Shares of General Mills, the maker of Cheerios and other popular breakfast cereals, are taking a hit after the company lowered its sales guidance for the fiscal year. Despite posting fiscal second-quarter adjusted earnings of $1.25 per share, surpassing both the previous year's quarter and Wall Street's expectations, the net sales of $5.14 billion fell short of projections.
In a press release, General Mills Chairman and CEO Jeff Harmening acknowledged the slower-than-expected volume recovery in the second quarter, acknowledging the continued challenging consumer landscape. However, he highlighted that the company still achieved bottom-line growth due to strong holistic margin management cost savings.

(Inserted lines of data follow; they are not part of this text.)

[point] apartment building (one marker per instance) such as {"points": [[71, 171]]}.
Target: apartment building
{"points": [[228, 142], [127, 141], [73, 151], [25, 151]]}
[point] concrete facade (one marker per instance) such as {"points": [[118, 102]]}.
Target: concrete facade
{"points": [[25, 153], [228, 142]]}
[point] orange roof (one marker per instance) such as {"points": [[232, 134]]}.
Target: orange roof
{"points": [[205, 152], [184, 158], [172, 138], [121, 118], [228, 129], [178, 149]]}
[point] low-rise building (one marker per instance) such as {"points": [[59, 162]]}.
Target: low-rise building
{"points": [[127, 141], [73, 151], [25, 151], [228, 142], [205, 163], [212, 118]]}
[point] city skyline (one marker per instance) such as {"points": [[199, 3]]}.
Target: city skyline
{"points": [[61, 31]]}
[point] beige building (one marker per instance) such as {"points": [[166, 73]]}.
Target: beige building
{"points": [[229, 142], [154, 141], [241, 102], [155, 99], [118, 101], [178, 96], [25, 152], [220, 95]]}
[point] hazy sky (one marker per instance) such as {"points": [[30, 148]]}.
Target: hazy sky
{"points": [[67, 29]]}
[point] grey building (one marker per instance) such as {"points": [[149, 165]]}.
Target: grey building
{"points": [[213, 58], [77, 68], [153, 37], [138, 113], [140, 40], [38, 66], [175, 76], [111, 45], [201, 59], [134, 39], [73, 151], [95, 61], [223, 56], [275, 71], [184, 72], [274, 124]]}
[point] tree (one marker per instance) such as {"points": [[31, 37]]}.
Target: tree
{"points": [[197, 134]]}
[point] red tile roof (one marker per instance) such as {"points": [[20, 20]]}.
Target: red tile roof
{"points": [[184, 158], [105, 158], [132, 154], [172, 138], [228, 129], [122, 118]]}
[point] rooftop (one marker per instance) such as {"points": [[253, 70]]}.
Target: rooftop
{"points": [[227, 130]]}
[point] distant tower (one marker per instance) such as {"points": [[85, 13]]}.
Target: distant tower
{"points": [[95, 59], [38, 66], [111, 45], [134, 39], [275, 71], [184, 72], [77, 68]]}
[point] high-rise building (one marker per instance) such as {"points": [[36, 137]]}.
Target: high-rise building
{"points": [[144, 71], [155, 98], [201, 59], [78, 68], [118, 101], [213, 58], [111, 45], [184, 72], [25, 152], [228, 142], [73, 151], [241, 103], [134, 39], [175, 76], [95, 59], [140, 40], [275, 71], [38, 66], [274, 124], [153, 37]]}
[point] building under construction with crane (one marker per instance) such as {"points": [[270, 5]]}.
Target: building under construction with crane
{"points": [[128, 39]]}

As a result of the sluggish volume recovery, General Mills has revised down its fiscal-year guidance. Instead of the previously predicted 3% to 4% growth, the company now expects organic net sales to range between a 1% decrease and flat. This adjustment reflects the slower volume recovery anticipated for fiscal 2024.
Furthermore, adjusted operating profit and adjusted diluted earnings per share are forecasted to rise by 4% to 5% in constant currency, which is narrower compared to the earlier estimate of 4% to 6% growth. This revision is in line with the impact of lower organic sales growth.
Following this announcement, General Mills stock fell 2.3% to $65.21 in premarket trading. Year-to-date, the shares have already lost 20%.